Тайная боль
Куда пропадают пациенты, которым нужна пересадка
В прошлом году в России было сделано 1696 трансплантаций костного мозга (ТКМ). Это в четыре–семь раз меньше, чем требуется,— оценки даются разные, но никто не сомневается, что трансплантаций слишком мало. ТКМ — операция для спасения жизни, с ней нельзя медлить. Нехватка должна быть очевидна, выражаться в тысячах смертей в год. Почему же ее не замечают?
Русфонд много занимается помощью детям, болеющим раком крови, им нередко требуется ТКМ. Истории таких детей имеют одну общую черту: их болезнь вначале могут принимать за что угодно — анемию, синдром хронической усталости, воспаление легких, только не за лейкоз. До постановки правильного диагноза, особенно вдали от больших городов, могут пройти месяцы. Дети, если им нужна трансплантация, обычно все-таки добираются до медицинского центра, где ее могут сделать. Организационные проблемы на этом не кончаются: как известно, государство оплачивает только саму пересадку, но не берет на себя расходы на поиск донора и покупку некоторых лекарств. Но детей все-таки оперируют. Со взрослыми иначе.
По данным Московского научно-исследовательского онкологического института имени П. А. Герцена, в России в 2017 году было зарегистрировано около 29 тыс. новых случаев заболеваний лимфатической и кроветворной ткани, то есть около 20 на 100 тыс. жителей. Европейская статистика — 34 заболевших на 100 тыс. Дело не в крепком здоровье россиян. Как сказано в одном из исследований острых лейкозов, проведенном в НМИЦ гематологии (Москва), «регистрируемая в России заболеваемость отличается от расчетных показателей, исходя из численности населения и заболеваемости в европейских странах, приблизительно в два раза. При этом число умерших от лейкозов в два раза больше. Несоответствие заболеваемости и смертности можно объяснить неполной прижизненной диагностикой и низкой выживаемостью больных, не попадающих в специализированные профильные отделения и учреждения».
Многие пациенты просто не идут к врачу. Но и визит в клинику не гарантирует, что дальше все пойдет как надо. «В некоторых случаях на местах назначается неправильное лечение, и потом можно сделать хоть три трансплантации, это уже не поможет»,— говорит сотрудник НМИЦ гематологии. «От врачей в регионах многое зависит,— считает директор петербургского Института детской онкологии, гематологии и трансплантологии имени Горбачевой Борис Афанасьев.— Например, миеломная болезнь, некоторые лимфомы: ТКМ тут золотой стандарт. Но многие врачи этим не пользуются. У нас только 10–15% миеломных больных подвергаются трансплантации». Играет свою роль и бюрократия. Кроме того, не для всех болезней, лечение которых требует ТКМ, предусмотрены государственные квоты. Например, пока не квотируется миелофиброз, говорит Афанасьев: «И вот так набираются факторы — особенности мышления пациентов и врачей, ситуация в регионах, размеры страны».

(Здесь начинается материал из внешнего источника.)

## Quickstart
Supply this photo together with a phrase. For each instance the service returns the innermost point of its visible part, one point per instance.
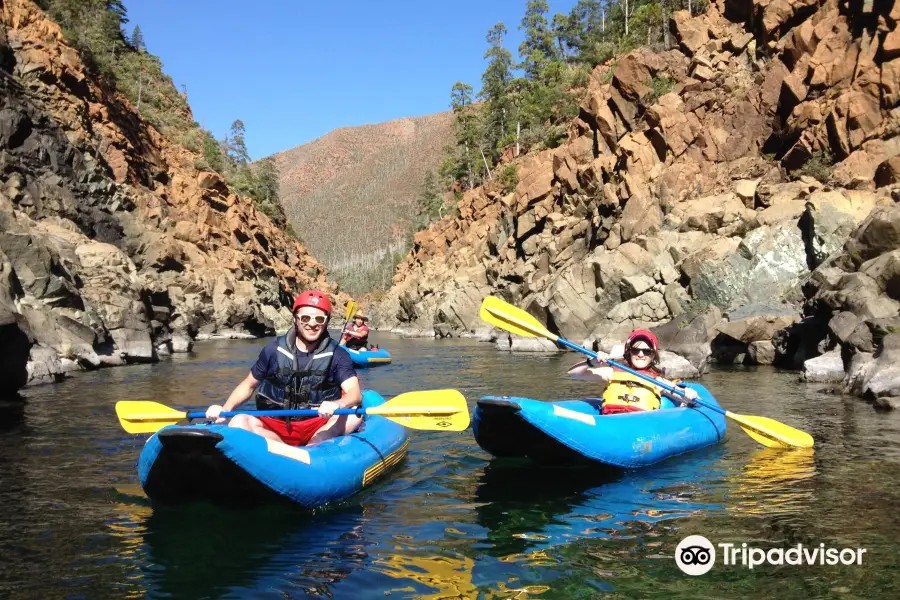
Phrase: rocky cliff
(114, 248)
(703, 191)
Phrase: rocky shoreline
(746, 215)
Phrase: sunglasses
(317, 319)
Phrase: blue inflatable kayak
(224, 465)
(573, 431)
(369, 358)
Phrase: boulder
(761, 352)
(674, 366)
(828, 368)
(882, 378)
(689, 335)
(691, 33)
(512, 343)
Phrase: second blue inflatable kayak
(369, 358)
(574, 431)
(225, 465)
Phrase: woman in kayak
(305, 368)
(357, 334)
(625, 392)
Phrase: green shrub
(819, 167)
(509, 178)
(660, 85)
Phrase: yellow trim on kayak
(381, 466)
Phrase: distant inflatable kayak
(369, 358)
(224, 465)
(574, 431)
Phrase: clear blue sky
(293, 70)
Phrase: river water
(449, 522)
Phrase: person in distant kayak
(625, 392)
(305, 368)
(356, 337)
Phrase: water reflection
(12, 412)
(200, 551)
(771, 482)
(429, 577)
(527, 508)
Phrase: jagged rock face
(115, 248)
(685, 202)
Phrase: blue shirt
(267, 364)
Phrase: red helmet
(313, 298)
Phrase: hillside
(351, 194)
(116, 245)
(745, 211)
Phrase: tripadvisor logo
(696, 555)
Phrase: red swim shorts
(295, 433)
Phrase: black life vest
(295, 387)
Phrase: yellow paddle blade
(141, 416)
(772, 433)
(435, 410)
(514, 320)
(351, 310)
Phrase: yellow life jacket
(628, 390)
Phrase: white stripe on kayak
(282, 449)
(567, 413)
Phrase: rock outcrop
(710, 204)
(114, 248)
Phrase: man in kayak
(357, 334)
(625, 392)
(305, 368)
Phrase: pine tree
(537, 49)
(494, 89)
(137, 39)
(465, 127)
(266, 181)
(236, 146)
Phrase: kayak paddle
(768, 432)
(351, 310)
(436, 410)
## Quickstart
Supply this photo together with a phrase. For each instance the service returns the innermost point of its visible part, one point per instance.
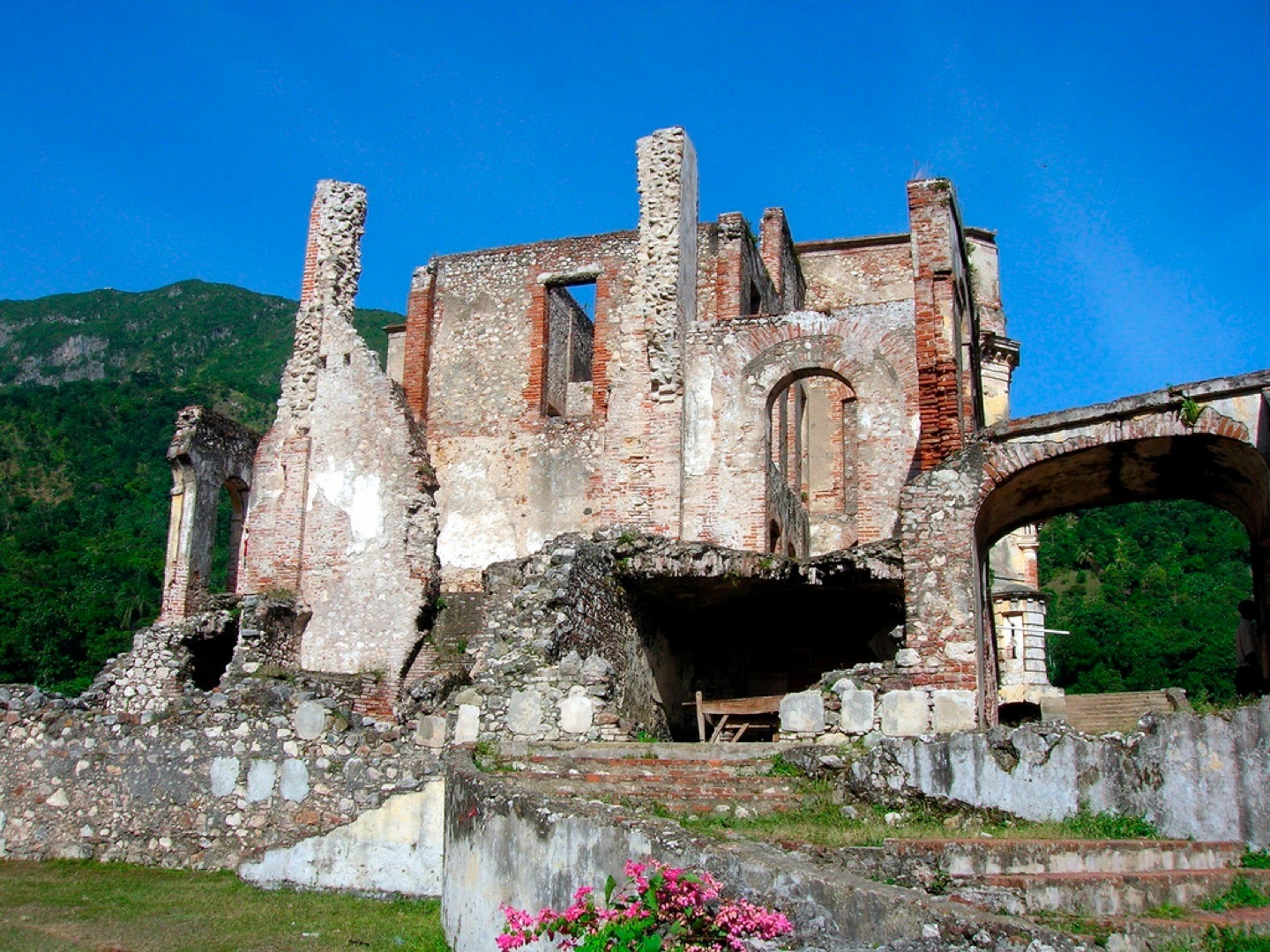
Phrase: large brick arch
(1147, 457)
(1027, 471)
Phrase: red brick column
(935, 244)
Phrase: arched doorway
(811, 447)
(1220, 471)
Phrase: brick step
(995, 857)
(601, 768)
(1128, 894)
(689, 805)
(1172, 933)
(661, 791)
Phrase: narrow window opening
(227, 539)
(571, 342)
(753, 300)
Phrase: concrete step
(963, 859)
(1147, 933)
(1100, 714)
(1128, 894)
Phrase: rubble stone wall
(494, 833)
(211, 779)
(1192, 776)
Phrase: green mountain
(90, 385)
(89, 389)
(1149, 593)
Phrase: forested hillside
(1151, 593)
(92, 386)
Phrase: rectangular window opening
(571, 340)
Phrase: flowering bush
(660, 909)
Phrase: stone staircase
(675, 778)
(1102, 714)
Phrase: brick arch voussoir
(1004, 460)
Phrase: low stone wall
(505, 845)
(216, 779)
(1192, 776)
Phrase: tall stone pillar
(646, 369)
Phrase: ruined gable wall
(511, 473)
(343, 512)
(512, 476)
(856, 271)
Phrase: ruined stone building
(603, 473)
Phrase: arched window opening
(811, 438)
(228, 539)
(1018, 712)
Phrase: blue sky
(1116, 147)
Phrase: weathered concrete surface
(1201, 777)
(496, 833)
(394, 848)
(213, 781)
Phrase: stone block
(952, 711)
(430, 732)
(903, 714)
(525, 712)
(803, 712)
(857, 711)
(467, 724)
(309, 720)
(224, 776)
(577, 712)
(294, 782)
(594, 669)
(259, 779)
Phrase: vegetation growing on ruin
(113, 905)
(83, 478)
(1149, 591)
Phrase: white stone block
(903, 714)
(467, 724)
(857, 711)
(952, 711)
(577, 711)
(907, 658)
(224, 776)
(803, 712)
(309, 720)
(430, 732)
(525, 712)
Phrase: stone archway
(1208, 447)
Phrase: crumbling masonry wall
(207, 452)
(343, 513)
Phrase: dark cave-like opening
(752, 637)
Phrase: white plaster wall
(394, 848)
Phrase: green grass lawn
(120, 908)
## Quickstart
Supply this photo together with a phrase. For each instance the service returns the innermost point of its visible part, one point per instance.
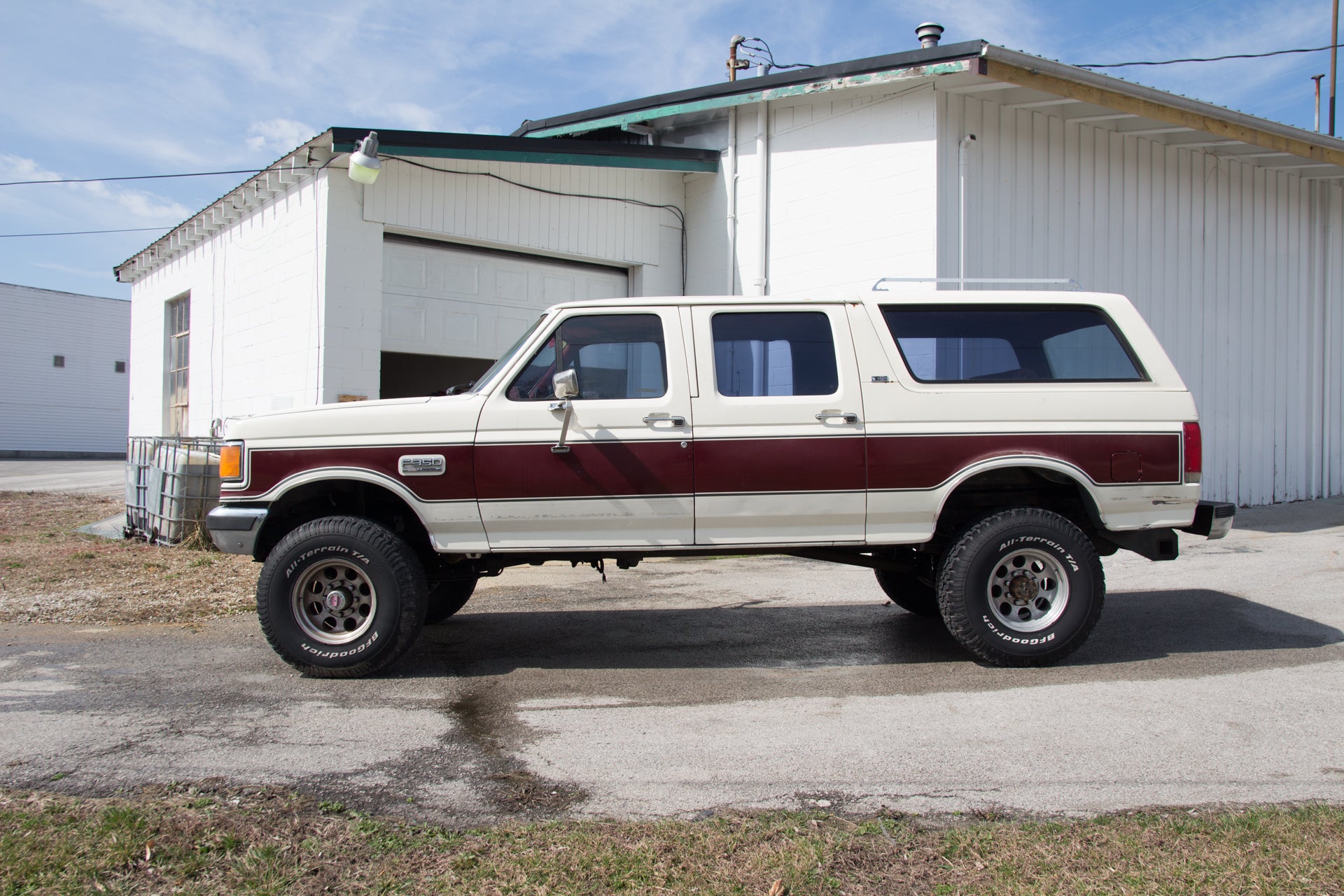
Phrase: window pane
(1027, 343)
(615, 356)
(760, 354)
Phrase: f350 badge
(422, 465)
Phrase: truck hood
(448, 418)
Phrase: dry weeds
(49, 573)
(214, 839)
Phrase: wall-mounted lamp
(363, 162)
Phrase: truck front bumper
(1212, 519)
(234, 530)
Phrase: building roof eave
(1062, 80)
(732, 93)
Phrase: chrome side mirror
(566, 384)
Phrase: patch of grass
(264, 840)
(50, 573)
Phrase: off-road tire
(981, 559)
(354, 555)
(909, 593)
(447, 598)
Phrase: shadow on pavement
(1138, 626)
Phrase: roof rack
(1018, 281)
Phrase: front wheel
(1022, 587)
(340, 597)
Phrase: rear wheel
(1022, 587)
(447, 598)
(340, 597)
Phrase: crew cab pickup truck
(980, 451)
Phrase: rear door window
(761, 354)
(1011, 343)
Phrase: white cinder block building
(1226, 230)
(64, 362)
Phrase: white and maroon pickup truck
(977, 450)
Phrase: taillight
(1194, 449)
(232, 461)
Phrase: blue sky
(104, 88)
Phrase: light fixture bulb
(363, 162)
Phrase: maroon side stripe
(925, 461)
(780, 465)
(269, 468)
(589, 469)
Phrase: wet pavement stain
(507, 783)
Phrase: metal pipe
(730, 178)
(1335, 52)
(961, 207)
(734, 64)
(762, 281)
(1317, 80)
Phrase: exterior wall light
(363, 162)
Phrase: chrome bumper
(1212, 520)
(234, 530)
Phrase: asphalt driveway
(691, 685)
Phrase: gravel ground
(49, 573)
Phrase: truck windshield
(484, 379)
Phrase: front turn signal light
(232, 461)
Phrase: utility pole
(1335, 52)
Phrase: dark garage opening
(406, 375)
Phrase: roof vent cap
(929, 34)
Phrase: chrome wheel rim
(1028, 590)
(334, 602)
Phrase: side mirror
(566, 384)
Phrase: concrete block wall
(851, 195)
(473, 210)
(255, 316)
(77, 409)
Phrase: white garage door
(475, 304)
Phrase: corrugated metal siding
(81, 406)
(1236, 267)
(492, 213)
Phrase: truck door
(624, 476)
(778, 426)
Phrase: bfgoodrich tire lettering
(1022, 587)
(340, 597)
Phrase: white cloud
(279, 134)
(76, 272)
(89, 202)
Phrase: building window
(178, 335)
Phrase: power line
(1237, 55)
(92, 181)
(81, 232)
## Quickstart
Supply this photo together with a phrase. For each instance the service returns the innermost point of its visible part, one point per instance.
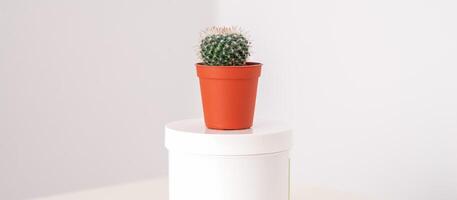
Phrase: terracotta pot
(228, 95)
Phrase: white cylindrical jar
(205, 164)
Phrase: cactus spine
(224, 46)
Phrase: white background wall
(370, 86)
(86, 86)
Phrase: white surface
(192, 136)
(370, 87)
(209, 164)
(86, 87)
(157, 190)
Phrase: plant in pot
(228, 83)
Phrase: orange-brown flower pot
(228, 95)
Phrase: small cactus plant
(224, 46)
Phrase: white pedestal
(251, 164)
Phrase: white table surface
(156, 189)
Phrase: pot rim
(248, 64)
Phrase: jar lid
(192, 136)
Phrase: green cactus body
(224, 48)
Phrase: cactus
(224, 46)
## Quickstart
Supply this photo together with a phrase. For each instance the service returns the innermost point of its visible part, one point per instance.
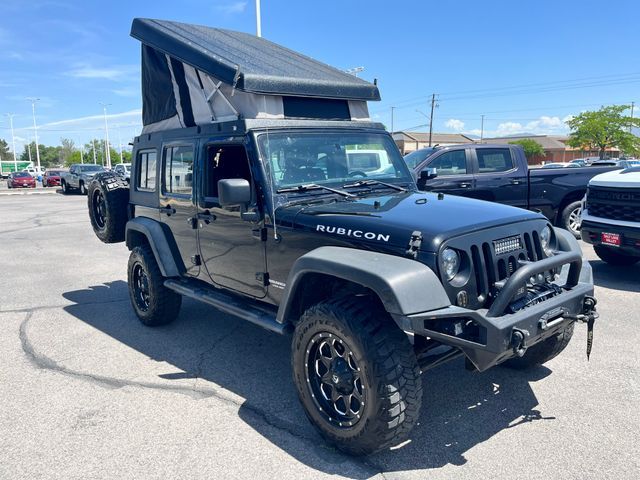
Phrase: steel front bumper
(496, 331)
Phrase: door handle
(168, 210)
(207, 217)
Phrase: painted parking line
(24, 192)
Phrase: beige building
(411, 141)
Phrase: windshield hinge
(263, 278)
(414, 245)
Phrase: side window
(178, 170)
(224, 162)
(494, 160)
(450, 163)
(146, 170)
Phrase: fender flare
(403, 285)
(159, 243)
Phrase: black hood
(391, 219)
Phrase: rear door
(454, 172)
(177, 205)
(498, 178)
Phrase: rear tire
(542, 352)
(570, 218)
(153, 303)
(370, 369)
(107, 200)
(614, 258)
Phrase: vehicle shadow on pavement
(625, 278)
(460, 409)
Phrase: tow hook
(518, 343)
(588, 316)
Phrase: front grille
(614, 203)
(496, 261)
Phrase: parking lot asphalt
(87, 392)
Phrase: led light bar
(507, 245)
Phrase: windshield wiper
(313, 186)
(366, 183)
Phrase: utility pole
(33, 101)
(392, 109)
(433, 106)
(107, 153)
(258, 20)
(13, 142)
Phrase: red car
(51, 178)
(21, 180)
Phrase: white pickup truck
(610, 218)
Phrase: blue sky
(525, 65)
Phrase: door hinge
(263, 278)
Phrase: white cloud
(454, 124)
(115, 73)
(231, 7)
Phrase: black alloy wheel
(334, 379)
(141, 292)
(99, 208)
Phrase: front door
(177, 206)
(232, 247)
(454, 173)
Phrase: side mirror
(234, 192)
(426, 175)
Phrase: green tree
(531, 148)
(604, 128)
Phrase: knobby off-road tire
(153, 303)
(542, 352)
(607, 254)
(107, 200)
(375, 370)
(570, 218)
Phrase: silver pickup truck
(78, 177)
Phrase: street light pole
(258, 20)
(13, 143)
(33, 101)
(107, 153)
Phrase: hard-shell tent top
(196, 75)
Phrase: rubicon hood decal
(355, 233)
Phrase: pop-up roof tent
(195, 75)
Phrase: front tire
(356, 374)
(570, 218)
(542, 352)
(153, 303)
(614, 258)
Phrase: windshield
(414, 159)
(327, 158)
(91, 168)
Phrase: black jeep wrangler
(305, 220)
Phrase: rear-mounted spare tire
(107, 199)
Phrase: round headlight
(450, 262)
(545, 241)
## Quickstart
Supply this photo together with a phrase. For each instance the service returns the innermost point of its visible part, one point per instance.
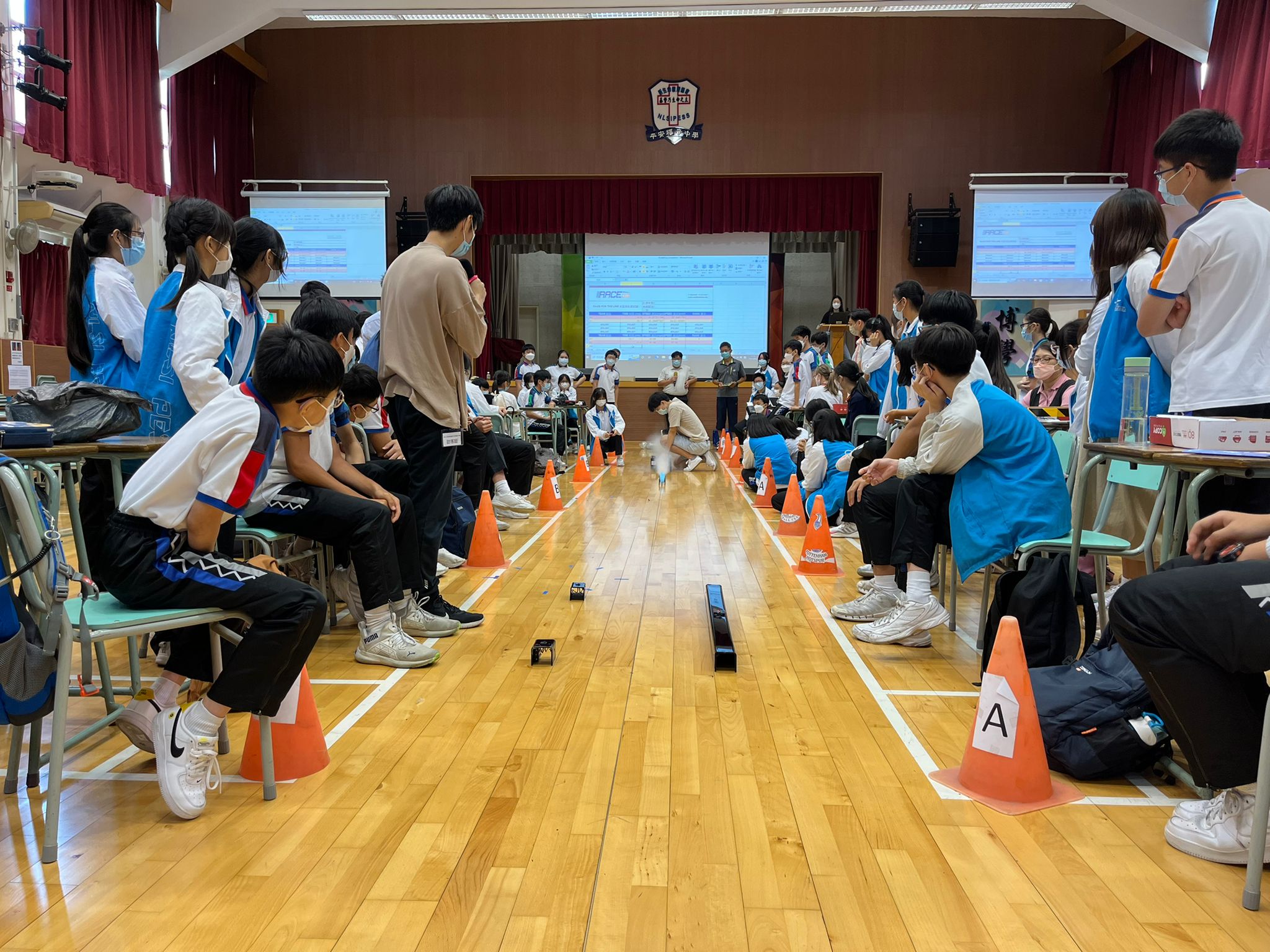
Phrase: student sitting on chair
(685, 436)
(606, 425)
(1198, 632)
(986, 477)
(763, 441)
(313, 491)
(163, 542)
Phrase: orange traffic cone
(582, 471)
(766, 487)
(487, 547)
(1005, 765)
(793, 522)
(299, 743)
(549, 500)
(818, 557)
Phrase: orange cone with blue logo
(1005, 765)
(549, 499)
(818, 557)
(793, 521)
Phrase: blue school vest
(833, 490)
(1118, 339)
(1013, 491)
(773, 448)
(156, 380)
(112, 367)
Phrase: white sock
(200, 720)
(918, 587)
(166, 692)
(886, 583)
(376, 619)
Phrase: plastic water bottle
(1133, 403)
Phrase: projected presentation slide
(649, 296)
(339, 242)
(1034, 243)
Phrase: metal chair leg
(271, 788)
(1260, 814)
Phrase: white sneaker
(1221, 835)
(874, 604)
(907, 624)
(513, 500)
(418, 621)
(448, 559)
(506, 512)
(343, 583)
(138, 721)
(186, 764)
(393, 648)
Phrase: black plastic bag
(79, 412)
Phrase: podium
(838, 338)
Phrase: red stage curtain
(1238, 73)
(682, 206)
(111, 125)
(43, 294)
(1151, 87)
(213, 146)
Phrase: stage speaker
(934, 235)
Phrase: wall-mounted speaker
(934, 235)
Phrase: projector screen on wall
(337, 240)
(1034, 242)
(649, 295)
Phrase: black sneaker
(466, 620)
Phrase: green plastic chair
(23, 532)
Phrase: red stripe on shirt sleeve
(247, 479)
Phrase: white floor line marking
(893, 716)
(358, 712)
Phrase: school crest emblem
(675, 111)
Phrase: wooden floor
(628, 798)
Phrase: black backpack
(1085, 716)
(1057, 627)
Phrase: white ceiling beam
(1186, 25)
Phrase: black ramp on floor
(726, 654)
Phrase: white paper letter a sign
(996, 723)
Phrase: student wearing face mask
(606, 425)
(189, 330)
(1053, 386)
(676, 376)
(104, 319)
(311, 490)
(727, 375)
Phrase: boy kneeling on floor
(986, 478)
(163, 539)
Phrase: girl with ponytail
(104, 318)
(190, 356)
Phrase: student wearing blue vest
(986, 477)
(104, 328)
(763, 441)
(187, 324)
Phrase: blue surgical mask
(133, 255)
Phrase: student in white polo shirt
(163, 542)
(1214, 283)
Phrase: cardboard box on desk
(1226, 433)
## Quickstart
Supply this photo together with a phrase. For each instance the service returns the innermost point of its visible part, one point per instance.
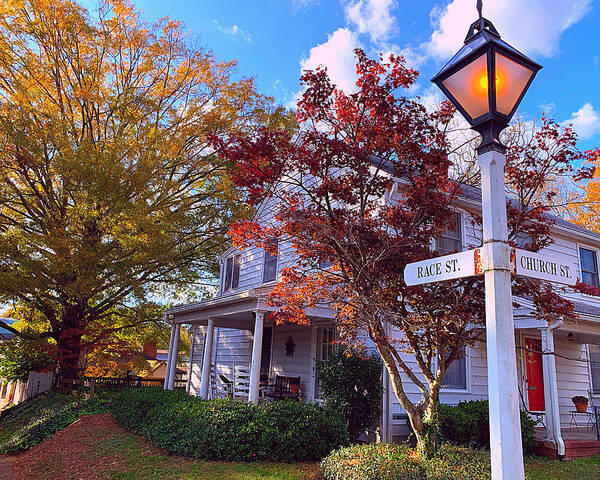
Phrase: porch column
(256, 358)
(206, 359)
(553, 433)
(192, 338)
(173, 366)
(169, 357)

«Пациент должен быть правильно обследован до приезда в федеральный центр, чтобы потом не тратить на это время,— говорит один из гематологов, гематолог НМИЦ имени Алмазова (Санкт-Петербург).— Бывает, например, что больному острым миелобластным лейкозом не сделали вовремя цитогенетику, а приехал он к нам в состоянии ремиссии, когда группу риска не определить. И мы не знаем, показана ли ему ТКМ». «Если говорить о трансплантации в целом, то, наверное, количество больных, у которых есть показания для нее, в 10, в 20 раз больше. Потому что сейчас фантастические успехи в этой области»,— сказал директор НМИЦ гематологии Валерий Савченко на одном из совещаний у вице-премьера Татьяны Голиковой.
Вот так и получается, что нуждающиеся в трансплантации отсеиваются по пути в больницы, даже не узнав, что могли бы спастись. Тысячи погибших ежегодно. По статистике Европейского общества по трансплантации костного мозга (EBMT), в большинстве стран Европы в 2017 году было сделано не меньше 500 ТКМ на 10 млн человек. В России в 2018-м — чуть больше сотни на 10 млн.